NOD2 (nucleotide-binding oligomerization domain 2) is an intracellular pattern recognition receptor. NOD2 is one of cytoplasmic PRRs, and antigen-presenting cells and certain mucosal epithelia primarily express it. It assembles with RIP-2 kinase in response to the presence of bacterial muramyl dipeptide (MDP) in the host cell cytoplasm. Thereby, it induces signals leading to the production of pro-inflammatory cytokines. Various inflammatory disorders show association with dysregulation of NOD2 signaling. Thus, NOD2 is a potential target for therapeutic intervention. In this study, GSK717 is a potent, selective NOD2 inhibitor. GSK717 inhibits muramyl dipeptide (MDP)-induced NOD2-mediated signaling. In addition, it has an IC50 of 400 nM for MDP-stimulated IL-8 secretion in HEK293/hNOD2 cells.

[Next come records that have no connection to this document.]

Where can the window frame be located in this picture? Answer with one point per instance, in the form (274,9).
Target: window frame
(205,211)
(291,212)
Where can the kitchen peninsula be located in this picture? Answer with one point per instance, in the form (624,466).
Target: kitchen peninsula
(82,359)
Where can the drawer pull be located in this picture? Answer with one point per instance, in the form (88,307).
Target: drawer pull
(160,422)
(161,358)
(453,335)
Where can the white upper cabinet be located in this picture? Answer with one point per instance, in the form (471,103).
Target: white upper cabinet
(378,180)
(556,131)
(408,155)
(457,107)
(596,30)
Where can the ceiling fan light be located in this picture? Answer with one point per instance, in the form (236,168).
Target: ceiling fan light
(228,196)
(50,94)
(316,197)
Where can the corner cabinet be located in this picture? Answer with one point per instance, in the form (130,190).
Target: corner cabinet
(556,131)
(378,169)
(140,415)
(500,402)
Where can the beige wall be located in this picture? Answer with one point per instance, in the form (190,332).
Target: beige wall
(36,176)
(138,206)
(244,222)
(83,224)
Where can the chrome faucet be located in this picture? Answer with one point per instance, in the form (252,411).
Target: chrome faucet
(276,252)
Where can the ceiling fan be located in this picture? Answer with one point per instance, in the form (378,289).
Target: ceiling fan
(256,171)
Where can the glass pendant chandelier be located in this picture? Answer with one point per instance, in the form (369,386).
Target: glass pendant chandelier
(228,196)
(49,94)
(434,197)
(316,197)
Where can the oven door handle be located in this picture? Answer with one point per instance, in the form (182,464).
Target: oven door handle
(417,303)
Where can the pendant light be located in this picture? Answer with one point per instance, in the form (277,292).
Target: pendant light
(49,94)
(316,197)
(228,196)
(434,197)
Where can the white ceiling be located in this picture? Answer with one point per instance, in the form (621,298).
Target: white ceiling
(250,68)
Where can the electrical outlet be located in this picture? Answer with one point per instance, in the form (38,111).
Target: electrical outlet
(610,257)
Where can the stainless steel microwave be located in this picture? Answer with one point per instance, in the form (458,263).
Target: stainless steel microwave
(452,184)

NOD2 may undergo a conformational change upon binding the bacterial cell wall component muramyl dipeptide (MDP) to enable ATP binding, oligomerization, and recruitment of the serine/threonine kinase RIP2. In turn, this leads to the recruitment of additional effector kinases including TAK1/TAB1 and the formation of a poly-ubiquitinated signaling complex that stimulates canonical NF-κB and MAPK (p38, JNK) pathways. Thereby, it leads to increased synthesis of pro-inflammatory cytokines and chemokines. In addition, NOD2 increases inflammatory cytokine production by macrophages and dendritic cells synergistically with several members of the toll-like receptor (TLR) family of membrane-associated PRRs. Fortunately, GSK717 also blocks synergy between NOD2 and TLR2. Moreover, GSK717 does not affect NOD1, TNFR1, and TLR2-mediated responses. Furthermore, GSK717 (5 μM) inhibits the release of IL-8, IL-6, TNFα, and IL-1β in primary human monocytes stimulated with MDP.
In summary, GSK717 is a potent, selective NOD2 inhibitor, and it has the potential to investigate the importance of NOD2 in various inflammatory processes and may have potential clinical utility.